The payments, between 2015 and 2018, were made to obtain a contract with the Philippines government to help run that country’s 2016 presidential election and secure the timely payment for its work, according to a superseding indictment filed Thursday in a Florida federal court.

Three former executives of Smartmatic, including co-founder Roger Pinate, were previously charged in 2024 but at the time South Florida-based Smartmatic was not named as a defendant. Pinate, who no longer works for Smartmatic but remains a shareholder, has pleaded not guilty.

FILE - A Smartmatic representative demonstrates his company's system which has scanners and touch screens with printout options, at a meeting of the Secure, Accessible & Fair Elections Commission, Aug. 30, 2018, in Grovetown, Ga. (Bob Andres/Atlanta Journal-Constitution via AP, File)
FILE - A Smartmatic representative demonstrates his company's system which has scanners and touch screens with printout options, at a meeting of the Secure, Accessible & Fair Elections Commission, Aug. 30, 2018, in Grovetown, Ga. (Bob Andres/Atlanta Journal-Constitution via AP, File)

The criminal case is unfolding as Smartmatic is pursuing a $2.7 billion lawsuit accusing Fox News of defamation for airing false claims that the company helped rig the 2020 U.S. presidential election in which Joe Biden defeated Donald Trump.

Smartmatic in a statement denied the allegations and said it believed the U.S. Attorney’s Office in Miami had been misled and politically influenced by unnamed powerful interests.

“This is again, targeted, political, and unjust,” the company said. “Smartmatic will continue to stand by its people and principles. We will not be intimidated by those pulling the strings of power.”

As part of the criminal case, prosecutors in August sought the court’s permission to introduce evidence they argue shows that revenue from a $300 million contract with Los Angeles County to help modernize its voting systems was diverted to a “ slush fund” controlled by Pinate through the use of overseas shell companies, fake invoices and other means.

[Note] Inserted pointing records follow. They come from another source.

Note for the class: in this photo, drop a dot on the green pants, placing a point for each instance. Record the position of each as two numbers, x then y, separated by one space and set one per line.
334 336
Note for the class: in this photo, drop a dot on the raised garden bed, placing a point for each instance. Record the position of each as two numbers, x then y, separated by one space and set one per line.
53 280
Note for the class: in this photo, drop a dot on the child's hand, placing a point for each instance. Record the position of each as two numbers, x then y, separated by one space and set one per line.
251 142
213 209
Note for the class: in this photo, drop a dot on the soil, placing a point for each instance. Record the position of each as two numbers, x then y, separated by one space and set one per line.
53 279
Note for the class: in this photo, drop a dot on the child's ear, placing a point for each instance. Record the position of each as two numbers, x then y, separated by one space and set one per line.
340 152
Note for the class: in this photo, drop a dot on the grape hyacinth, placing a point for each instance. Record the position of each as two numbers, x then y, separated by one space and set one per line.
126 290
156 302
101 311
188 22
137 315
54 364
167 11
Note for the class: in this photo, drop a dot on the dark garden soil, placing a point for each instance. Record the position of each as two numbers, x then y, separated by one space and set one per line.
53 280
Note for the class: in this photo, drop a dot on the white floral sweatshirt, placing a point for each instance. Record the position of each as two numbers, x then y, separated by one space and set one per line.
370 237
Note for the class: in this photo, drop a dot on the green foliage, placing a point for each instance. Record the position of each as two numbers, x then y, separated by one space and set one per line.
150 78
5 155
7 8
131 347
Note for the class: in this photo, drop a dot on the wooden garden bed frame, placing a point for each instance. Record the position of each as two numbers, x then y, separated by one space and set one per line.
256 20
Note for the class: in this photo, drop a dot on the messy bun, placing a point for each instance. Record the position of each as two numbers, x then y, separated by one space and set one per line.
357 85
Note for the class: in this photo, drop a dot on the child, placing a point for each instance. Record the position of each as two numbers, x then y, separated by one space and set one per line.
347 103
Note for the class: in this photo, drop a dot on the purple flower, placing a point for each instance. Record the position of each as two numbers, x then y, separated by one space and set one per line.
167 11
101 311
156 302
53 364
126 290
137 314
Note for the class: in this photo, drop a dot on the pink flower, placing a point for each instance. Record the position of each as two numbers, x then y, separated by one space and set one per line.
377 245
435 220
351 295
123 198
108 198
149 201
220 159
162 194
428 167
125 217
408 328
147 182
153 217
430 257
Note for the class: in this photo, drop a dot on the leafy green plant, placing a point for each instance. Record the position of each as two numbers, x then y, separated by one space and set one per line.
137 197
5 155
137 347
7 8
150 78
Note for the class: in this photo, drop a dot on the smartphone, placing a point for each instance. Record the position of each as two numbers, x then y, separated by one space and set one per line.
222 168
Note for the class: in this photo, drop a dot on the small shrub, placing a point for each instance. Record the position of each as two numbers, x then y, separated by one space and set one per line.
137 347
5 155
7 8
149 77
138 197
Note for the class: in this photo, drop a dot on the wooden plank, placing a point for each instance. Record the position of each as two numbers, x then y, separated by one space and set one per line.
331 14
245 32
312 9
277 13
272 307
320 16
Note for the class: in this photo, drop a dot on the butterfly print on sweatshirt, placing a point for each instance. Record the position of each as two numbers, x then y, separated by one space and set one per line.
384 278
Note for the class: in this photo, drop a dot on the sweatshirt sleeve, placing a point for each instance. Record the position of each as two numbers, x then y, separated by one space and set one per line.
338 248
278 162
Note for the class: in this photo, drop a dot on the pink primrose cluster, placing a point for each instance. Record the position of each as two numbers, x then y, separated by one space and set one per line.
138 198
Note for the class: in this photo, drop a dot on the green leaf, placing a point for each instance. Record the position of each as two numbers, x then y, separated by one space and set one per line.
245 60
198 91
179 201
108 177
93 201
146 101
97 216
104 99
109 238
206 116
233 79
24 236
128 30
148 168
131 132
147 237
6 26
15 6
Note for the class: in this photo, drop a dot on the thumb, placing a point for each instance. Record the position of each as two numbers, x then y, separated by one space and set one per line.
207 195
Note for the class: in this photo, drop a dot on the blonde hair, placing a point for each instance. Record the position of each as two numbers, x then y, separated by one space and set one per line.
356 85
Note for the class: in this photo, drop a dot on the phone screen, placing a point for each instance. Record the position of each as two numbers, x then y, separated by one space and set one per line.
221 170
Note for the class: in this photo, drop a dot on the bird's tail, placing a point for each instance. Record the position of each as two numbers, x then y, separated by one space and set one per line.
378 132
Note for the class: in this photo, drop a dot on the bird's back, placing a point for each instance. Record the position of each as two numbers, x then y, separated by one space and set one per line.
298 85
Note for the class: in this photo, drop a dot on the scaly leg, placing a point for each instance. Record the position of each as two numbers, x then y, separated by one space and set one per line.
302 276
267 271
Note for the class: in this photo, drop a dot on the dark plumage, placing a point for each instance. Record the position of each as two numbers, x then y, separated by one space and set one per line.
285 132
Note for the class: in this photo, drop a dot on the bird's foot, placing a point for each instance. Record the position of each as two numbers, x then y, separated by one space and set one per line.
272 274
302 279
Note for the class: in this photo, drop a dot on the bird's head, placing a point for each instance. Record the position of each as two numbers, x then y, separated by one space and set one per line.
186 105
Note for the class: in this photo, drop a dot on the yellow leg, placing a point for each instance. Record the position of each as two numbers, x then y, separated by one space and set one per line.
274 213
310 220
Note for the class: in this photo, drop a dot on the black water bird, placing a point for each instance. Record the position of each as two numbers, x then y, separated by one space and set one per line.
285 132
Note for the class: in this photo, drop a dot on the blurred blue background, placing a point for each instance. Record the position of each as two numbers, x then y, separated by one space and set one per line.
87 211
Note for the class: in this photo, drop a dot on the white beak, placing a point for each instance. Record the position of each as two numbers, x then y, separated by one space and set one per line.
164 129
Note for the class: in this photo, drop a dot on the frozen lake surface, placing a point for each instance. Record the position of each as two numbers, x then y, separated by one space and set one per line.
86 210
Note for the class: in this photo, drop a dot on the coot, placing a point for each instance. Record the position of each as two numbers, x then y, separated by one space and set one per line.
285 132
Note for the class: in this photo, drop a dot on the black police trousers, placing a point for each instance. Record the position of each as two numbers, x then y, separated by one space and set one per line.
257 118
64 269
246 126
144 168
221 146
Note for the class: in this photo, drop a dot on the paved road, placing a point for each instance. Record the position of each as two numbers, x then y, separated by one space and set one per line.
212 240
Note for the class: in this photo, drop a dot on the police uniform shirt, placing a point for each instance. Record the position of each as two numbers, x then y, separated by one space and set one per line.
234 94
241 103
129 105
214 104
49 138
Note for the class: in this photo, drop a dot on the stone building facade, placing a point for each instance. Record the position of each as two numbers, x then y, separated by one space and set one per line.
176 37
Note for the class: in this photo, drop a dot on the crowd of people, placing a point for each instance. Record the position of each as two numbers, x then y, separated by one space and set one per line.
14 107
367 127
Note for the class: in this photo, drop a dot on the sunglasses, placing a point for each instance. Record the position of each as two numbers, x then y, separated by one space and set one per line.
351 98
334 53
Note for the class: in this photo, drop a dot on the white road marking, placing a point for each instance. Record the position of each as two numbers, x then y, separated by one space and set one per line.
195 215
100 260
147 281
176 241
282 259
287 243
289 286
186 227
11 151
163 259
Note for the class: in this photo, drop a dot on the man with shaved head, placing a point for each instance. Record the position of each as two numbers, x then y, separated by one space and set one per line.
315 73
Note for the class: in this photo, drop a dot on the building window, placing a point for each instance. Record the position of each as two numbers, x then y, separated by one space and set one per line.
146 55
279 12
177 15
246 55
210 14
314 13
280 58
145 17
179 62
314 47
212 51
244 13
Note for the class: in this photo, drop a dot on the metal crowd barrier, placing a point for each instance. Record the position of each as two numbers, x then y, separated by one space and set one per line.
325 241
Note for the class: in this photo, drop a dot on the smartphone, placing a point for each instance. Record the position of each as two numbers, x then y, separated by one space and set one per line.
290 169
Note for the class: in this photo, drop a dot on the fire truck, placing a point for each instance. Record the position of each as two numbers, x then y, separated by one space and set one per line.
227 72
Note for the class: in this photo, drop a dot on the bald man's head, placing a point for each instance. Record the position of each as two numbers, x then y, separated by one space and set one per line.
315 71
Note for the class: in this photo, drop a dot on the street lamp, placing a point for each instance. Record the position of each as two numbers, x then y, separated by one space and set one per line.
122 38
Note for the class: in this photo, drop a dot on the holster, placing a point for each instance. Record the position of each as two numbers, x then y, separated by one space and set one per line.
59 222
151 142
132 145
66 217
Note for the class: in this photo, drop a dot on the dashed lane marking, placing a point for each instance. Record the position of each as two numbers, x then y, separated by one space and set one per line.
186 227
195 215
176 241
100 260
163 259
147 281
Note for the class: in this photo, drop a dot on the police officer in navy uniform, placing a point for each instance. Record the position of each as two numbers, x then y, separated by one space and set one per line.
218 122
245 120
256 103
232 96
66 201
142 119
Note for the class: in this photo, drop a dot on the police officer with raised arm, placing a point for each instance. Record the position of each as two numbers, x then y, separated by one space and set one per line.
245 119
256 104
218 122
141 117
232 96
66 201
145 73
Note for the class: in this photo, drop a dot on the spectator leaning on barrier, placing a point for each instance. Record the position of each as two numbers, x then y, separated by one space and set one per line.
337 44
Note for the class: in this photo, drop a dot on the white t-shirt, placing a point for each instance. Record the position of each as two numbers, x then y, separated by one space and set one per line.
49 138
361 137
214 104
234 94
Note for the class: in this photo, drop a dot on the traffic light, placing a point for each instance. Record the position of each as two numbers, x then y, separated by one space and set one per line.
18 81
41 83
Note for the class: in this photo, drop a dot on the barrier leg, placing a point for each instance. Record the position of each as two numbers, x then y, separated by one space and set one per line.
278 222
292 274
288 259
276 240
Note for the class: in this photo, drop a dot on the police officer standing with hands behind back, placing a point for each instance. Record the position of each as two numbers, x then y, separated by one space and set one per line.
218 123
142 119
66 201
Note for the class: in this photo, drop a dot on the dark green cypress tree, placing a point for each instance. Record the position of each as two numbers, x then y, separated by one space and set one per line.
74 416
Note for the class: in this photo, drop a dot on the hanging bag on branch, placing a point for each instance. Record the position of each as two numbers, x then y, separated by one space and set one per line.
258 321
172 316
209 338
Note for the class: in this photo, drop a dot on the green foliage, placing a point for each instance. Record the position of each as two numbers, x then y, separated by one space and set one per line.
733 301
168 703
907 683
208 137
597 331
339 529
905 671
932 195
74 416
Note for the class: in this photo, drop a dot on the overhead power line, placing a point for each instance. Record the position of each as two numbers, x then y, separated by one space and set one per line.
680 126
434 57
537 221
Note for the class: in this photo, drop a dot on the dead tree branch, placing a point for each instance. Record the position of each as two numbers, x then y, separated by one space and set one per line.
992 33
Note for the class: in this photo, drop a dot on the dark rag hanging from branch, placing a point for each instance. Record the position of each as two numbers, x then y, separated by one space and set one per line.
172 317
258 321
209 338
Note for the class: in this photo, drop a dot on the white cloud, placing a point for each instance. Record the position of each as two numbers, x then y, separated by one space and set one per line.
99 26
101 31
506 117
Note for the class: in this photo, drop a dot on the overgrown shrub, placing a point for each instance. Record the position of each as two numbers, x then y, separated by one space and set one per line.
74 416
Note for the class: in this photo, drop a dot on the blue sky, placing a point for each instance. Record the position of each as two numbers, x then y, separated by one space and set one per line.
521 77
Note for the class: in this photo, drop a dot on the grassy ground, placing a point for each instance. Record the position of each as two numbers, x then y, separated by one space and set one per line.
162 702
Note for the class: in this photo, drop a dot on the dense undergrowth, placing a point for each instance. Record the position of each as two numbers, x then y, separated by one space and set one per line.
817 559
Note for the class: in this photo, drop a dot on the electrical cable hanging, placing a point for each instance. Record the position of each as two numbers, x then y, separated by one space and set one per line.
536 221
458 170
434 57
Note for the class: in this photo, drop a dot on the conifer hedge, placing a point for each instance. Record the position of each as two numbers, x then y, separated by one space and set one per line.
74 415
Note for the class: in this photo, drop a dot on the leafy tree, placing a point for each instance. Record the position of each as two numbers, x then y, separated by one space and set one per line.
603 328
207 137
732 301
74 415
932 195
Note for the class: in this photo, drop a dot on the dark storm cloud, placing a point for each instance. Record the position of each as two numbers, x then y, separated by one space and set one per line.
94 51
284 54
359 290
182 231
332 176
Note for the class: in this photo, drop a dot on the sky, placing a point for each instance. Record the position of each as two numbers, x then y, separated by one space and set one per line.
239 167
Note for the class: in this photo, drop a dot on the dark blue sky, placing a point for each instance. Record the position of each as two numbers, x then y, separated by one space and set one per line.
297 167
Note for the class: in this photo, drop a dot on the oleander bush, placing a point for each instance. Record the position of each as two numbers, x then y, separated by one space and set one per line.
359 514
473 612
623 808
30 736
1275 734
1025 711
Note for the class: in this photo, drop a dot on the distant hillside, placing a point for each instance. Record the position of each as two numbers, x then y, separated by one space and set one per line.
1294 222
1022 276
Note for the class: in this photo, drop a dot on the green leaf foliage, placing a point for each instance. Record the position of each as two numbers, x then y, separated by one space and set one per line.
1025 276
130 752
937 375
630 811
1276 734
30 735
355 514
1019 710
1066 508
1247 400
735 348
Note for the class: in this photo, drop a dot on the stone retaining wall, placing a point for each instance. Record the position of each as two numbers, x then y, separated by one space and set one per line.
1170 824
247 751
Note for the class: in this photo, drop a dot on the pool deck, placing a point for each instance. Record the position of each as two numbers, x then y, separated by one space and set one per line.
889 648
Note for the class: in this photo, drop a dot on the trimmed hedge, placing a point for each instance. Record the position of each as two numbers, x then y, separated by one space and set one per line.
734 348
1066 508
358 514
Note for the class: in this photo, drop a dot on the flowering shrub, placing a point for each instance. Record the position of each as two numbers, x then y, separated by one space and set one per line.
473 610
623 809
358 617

They also accused Pinate of secretly bribing Venezuela’s longtime election chief by giving her a luxury home with a pool in Caracas. Prosecutors say the home was transferred to the election chief in an attempt to repair relations following Smartmatic’s abrupt exit from Venezuela in 2017 when it accused President Nicolas Maduro ’s government of manipulating tallied results in elections for a rubber-stamping constituent assembly.

A hearing on the purported evidence tied to Los Angeles and Venezuela will be held next month however none of the accusations are mentioned in the superseding indictment signed by Jason Reding Quinones, the new Trump-appointed U.S. Attorney for the Southern District of Florida.

Smartmatic was founded more than two decades ago by a group of Venezuelans who found early success running elections while the late Hugo Chavez, a devotee of electronic voting, was in power. The company later expanded globally, providing voting machines and other technology to help carry out elections in 25 countries, from Argentina to Zambia.

But Smartmatic has said its business tanked after Fox News gave Trump’s lawyers a platform to paint the company as part of a conspiracy to steal the 2020 election.

Fox said it was legitimately reporting on newsworthy events but eventually aired a piece refuting the allegations after Smartmatic’s lawyers complained. Nonetheless, it has aggressively defended itself against the defamation lawsuit in New York — arguing that the company was facing imminent collapse over its own internal misconduct, not due to any negative coverage.